What does the Hyaluronidase do?
We use hyaluronidase in the treatment of overcorrection or misplacement of Hyaluronic Acid dermal fillers. Hyaluronidase are a family of enzymes that can degrade injected cross-linked hyaluronic acid HA dermal fillers.
They have also been employed for many years in medicine to increase drug diffusion. They are useful for dissolving subcutaneous nodules and for reversing excessive quantities of injected filler. However, a thorough knowledge of their methods of use and their own adverse effects is essential for the oculoplastic surgeon.

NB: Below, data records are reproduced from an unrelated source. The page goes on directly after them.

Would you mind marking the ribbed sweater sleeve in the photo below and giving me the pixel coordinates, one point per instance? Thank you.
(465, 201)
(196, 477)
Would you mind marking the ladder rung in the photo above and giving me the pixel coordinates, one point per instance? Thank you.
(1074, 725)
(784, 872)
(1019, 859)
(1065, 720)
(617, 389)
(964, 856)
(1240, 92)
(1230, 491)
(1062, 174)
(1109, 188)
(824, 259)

I recommend an excellent review in anaesthetic surgery journal by Maurizio Cavallini published in November 2013, pages 1167 to 1174, in which they look at all the papers they could find about Hyaluronidase between 1928 and 2011. You will find this anaesthetic surgery journal by clicking here.
They found that not only is the Hyaluronidase used in anaesthetic medicine to prevent complications from an inappropriate injection of HA, to eliminate HA nodules, or correct unsightly HA over filling, but also that enzymes had been used for many years as a spreading agent to promote diffusion of substances injected subcutaneously. It has also been used in ophthalmology and cataract surgery as early as the 1970s and 80s. The Hyaluronidase acts on Hyaluronic acid which is a glycosaminoglycan, GAG.